O estudo de Oliveira (2020) avaliou 128 sentenças judiciais de Varas de Família do Tribunal de Justiça do Estado de São Paulo (TJSP) com acusações de alienação parental, proferidas entre os anos de 2010 e 2019. Em apenas 19 sentenças um dos genitores foi considerado alienador. A maioria dos acusados de alienação parental e dos sentenciados como alienadores eram mulheres. O pesquisador questiona a utilidade da Lei uma vez que os magistrados pouco recorrem a ela para embasar suas decisões, além disso, apresenta indícios de que as acusações de alienação parental foram utilizadas como instrumento de violência de gênero.
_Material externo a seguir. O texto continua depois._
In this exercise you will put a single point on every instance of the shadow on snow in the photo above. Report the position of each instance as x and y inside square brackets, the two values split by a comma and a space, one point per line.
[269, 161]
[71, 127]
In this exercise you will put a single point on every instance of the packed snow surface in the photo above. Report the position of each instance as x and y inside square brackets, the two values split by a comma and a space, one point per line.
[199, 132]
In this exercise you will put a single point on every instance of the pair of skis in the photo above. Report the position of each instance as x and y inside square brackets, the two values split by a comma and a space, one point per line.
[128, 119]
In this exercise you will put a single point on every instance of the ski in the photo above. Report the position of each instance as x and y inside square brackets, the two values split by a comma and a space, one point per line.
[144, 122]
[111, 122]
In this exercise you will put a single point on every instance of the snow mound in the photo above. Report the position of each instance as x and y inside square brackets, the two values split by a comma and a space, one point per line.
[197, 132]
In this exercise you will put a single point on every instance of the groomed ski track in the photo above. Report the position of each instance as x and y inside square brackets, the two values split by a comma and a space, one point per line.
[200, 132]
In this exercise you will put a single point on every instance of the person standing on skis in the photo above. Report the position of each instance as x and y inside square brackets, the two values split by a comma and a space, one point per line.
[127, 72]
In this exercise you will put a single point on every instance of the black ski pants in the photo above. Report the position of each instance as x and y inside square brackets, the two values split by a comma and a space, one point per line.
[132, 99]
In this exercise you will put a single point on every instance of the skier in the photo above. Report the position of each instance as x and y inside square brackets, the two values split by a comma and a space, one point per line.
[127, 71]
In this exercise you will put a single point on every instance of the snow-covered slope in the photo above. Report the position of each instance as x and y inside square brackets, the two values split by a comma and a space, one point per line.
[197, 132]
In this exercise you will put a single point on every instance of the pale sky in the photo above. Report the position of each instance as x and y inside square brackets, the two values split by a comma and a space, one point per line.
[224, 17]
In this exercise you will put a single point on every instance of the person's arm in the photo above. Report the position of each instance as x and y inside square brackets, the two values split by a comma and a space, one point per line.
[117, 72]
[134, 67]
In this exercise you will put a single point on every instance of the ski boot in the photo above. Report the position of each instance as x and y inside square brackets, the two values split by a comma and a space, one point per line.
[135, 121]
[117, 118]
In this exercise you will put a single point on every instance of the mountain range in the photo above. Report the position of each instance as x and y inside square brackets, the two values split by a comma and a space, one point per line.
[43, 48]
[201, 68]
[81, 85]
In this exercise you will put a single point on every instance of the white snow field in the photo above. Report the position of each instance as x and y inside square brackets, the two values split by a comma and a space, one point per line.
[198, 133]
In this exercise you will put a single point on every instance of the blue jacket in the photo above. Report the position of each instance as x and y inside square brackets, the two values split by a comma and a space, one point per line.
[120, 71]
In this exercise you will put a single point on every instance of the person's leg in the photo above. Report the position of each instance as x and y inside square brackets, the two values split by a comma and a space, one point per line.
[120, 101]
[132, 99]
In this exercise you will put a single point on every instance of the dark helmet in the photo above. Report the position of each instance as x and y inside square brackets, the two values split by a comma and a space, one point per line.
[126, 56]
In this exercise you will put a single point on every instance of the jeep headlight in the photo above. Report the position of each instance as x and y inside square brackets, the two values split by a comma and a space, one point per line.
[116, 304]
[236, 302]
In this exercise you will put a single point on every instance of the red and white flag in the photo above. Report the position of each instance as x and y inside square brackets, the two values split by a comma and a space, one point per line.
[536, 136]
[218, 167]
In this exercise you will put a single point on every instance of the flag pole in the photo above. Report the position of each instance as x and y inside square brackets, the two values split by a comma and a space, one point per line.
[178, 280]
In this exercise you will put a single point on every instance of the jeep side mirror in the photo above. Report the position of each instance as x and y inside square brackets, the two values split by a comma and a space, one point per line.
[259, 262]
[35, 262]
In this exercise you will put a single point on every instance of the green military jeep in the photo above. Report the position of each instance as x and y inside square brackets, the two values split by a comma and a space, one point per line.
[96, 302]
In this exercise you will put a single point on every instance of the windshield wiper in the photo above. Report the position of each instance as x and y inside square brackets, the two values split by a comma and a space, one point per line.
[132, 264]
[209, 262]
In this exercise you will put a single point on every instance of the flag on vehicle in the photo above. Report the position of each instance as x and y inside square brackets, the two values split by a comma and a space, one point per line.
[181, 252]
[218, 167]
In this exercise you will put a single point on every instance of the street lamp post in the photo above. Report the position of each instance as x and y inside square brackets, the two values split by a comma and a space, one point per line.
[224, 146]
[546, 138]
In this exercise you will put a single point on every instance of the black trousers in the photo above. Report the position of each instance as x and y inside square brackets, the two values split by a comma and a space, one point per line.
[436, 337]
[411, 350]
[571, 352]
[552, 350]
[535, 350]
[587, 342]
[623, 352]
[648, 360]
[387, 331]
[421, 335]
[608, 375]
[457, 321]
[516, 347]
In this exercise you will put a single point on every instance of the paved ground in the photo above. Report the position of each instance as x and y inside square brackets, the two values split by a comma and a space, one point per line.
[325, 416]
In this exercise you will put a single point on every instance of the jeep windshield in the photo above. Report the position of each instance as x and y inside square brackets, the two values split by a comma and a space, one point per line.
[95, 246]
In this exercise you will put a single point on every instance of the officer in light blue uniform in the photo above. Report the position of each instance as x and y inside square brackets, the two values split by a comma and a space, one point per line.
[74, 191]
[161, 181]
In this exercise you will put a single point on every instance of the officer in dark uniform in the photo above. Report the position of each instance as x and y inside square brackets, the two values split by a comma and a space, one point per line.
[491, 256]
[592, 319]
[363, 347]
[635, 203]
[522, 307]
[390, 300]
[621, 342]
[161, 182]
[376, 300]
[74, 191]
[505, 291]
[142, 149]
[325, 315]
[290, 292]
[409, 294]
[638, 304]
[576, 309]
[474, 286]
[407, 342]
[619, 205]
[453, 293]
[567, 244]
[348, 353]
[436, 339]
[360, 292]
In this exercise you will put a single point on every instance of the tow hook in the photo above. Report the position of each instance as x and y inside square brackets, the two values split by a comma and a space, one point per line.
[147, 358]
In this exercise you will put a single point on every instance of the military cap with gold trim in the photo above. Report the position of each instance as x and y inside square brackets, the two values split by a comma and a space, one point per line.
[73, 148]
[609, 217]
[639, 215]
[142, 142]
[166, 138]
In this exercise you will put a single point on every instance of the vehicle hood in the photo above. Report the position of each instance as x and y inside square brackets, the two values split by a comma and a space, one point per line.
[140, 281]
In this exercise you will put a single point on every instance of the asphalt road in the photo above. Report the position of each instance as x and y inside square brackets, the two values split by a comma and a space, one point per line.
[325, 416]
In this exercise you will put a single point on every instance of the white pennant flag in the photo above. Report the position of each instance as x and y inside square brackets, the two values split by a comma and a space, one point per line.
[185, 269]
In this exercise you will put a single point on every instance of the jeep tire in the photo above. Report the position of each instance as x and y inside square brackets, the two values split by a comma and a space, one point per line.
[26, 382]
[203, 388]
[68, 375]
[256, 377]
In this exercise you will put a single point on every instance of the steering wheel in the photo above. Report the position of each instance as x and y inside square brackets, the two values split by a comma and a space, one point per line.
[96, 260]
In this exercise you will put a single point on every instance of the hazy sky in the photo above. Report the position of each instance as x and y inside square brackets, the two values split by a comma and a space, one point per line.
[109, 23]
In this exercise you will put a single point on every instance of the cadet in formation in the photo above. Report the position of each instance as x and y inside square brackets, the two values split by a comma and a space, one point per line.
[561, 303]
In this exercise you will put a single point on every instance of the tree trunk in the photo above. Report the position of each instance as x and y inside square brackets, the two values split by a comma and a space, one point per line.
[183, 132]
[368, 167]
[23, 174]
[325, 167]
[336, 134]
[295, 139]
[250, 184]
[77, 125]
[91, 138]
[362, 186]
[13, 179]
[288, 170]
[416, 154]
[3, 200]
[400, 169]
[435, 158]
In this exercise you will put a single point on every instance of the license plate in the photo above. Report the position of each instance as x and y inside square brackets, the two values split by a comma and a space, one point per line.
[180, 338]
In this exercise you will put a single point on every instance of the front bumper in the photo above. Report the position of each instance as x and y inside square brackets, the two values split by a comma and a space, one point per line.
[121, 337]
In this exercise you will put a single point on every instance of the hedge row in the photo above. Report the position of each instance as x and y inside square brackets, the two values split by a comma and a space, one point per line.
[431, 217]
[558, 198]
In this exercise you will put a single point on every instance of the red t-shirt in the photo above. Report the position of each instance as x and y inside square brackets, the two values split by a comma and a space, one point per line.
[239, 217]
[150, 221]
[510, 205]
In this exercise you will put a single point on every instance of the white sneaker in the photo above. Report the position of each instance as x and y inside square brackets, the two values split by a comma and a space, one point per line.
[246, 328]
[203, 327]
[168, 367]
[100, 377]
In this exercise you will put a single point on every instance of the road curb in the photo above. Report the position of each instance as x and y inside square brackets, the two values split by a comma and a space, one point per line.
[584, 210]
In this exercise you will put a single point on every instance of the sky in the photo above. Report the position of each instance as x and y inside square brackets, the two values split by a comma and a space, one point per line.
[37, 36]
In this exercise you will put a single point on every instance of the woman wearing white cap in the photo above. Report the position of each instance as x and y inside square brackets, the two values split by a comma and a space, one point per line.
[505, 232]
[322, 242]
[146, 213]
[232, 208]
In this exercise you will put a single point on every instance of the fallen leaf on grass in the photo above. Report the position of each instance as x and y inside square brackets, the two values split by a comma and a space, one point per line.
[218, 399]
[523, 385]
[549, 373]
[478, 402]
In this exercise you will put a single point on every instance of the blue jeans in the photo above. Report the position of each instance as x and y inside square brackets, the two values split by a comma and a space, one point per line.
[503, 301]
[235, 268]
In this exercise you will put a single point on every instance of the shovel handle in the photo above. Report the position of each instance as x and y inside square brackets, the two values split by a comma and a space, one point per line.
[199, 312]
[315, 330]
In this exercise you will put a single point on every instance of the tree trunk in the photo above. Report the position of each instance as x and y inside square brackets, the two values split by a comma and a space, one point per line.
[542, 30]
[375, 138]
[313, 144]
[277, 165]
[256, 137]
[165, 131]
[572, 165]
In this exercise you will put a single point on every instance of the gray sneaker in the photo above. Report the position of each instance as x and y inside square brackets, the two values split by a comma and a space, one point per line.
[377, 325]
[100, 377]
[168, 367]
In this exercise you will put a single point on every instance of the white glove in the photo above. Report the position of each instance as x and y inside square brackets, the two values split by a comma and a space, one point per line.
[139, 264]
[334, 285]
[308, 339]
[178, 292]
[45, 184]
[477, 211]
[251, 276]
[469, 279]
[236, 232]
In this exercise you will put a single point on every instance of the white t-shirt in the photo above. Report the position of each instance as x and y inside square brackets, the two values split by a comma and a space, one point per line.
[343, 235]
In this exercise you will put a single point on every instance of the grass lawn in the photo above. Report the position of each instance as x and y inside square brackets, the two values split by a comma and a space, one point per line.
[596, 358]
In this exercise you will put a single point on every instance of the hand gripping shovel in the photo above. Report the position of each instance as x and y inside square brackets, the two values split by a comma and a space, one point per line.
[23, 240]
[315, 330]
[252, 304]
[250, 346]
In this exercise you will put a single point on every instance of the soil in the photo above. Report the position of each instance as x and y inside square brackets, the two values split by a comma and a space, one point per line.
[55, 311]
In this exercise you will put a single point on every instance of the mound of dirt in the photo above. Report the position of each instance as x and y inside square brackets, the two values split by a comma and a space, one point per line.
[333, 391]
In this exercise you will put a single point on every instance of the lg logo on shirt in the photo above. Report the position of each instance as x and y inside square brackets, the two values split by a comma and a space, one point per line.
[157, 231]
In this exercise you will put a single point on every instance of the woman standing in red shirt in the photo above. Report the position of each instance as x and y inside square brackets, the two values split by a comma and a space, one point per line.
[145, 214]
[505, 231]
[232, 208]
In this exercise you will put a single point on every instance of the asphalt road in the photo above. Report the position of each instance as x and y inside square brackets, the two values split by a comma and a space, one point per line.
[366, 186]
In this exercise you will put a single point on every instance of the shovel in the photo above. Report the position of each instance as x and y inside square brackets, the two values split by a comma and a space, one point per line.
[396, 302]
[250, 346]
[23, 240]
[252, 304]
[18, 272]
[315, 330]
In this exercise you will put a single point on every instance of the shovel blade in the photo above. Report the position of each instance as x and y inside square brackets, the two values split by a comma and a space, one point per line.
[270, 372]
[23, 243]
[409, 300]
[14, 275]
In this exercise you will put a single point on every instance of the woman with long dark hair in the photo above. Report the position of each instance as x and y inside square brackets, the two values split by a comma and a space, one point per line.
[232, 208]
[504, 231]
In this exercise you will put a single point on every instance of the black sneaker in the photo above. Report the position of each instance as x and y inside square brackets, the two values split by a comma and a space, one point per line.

Outrossim, a Lei de Alienação Parental foca prioritariamente na identificação do comportamento problema e sua punição. Em alguns casos, sobretudo quando se quer uma redução rápida da frequência de respostas de alienação parental, a punição é imprescindível. Contudo, ela não deve configurar a única estratégia interventiva. Assim, há a necessidade de enfrentamento das práticas parentais inadequadas com modificações de contingências que permitam aprendizagem de repertórios adequados para o comportamento esperado bem como ambiente selecionador para estes.
Ressalta-se que a Lei da Alienação Parental se articule eficientemente com a Constituição Federal (1988), o Código Civil (2002) e, principalmente, com o Estatuto da Criança e do Adolescente (1990), objetivando implementação de práticas culturais de convivência familiar saudáveis ao pleno desenvolvimento de crianças e adolescentes. Entende-se, dessa maneira, que a proposta de estabelecer respostas propositivas com base nas respostas indesejadas e nas legislações afins constitui-se como uma alternativa de interlocução mais diretiva entre os referidos dispositivos legais. Assim, estipula possibilidade efetiva do aprendizado de novas práticas, sobretudo por envolver todos os sujeitos inseridos no contexto das práticas parentais sem o reducionismo dos rótulos de “alienador(a)” e “alienado(a)”.
Sugere-se, por fim, a importância de novos estudos na área da Psicologia, não com o intuito de absorver o conceito de alienação parental, mas para provocar uma implicação ética da categoria com as contribuições que podem ser dadas nos âmbitos da atuação do profissional psicólogo, na orientação para elaborações e interpretações do ordenamento jurídico e especialmente na promoção de práticas parentais que garantam os direitos fundamentais da população, nesse contexto, de crianças e adolescentes.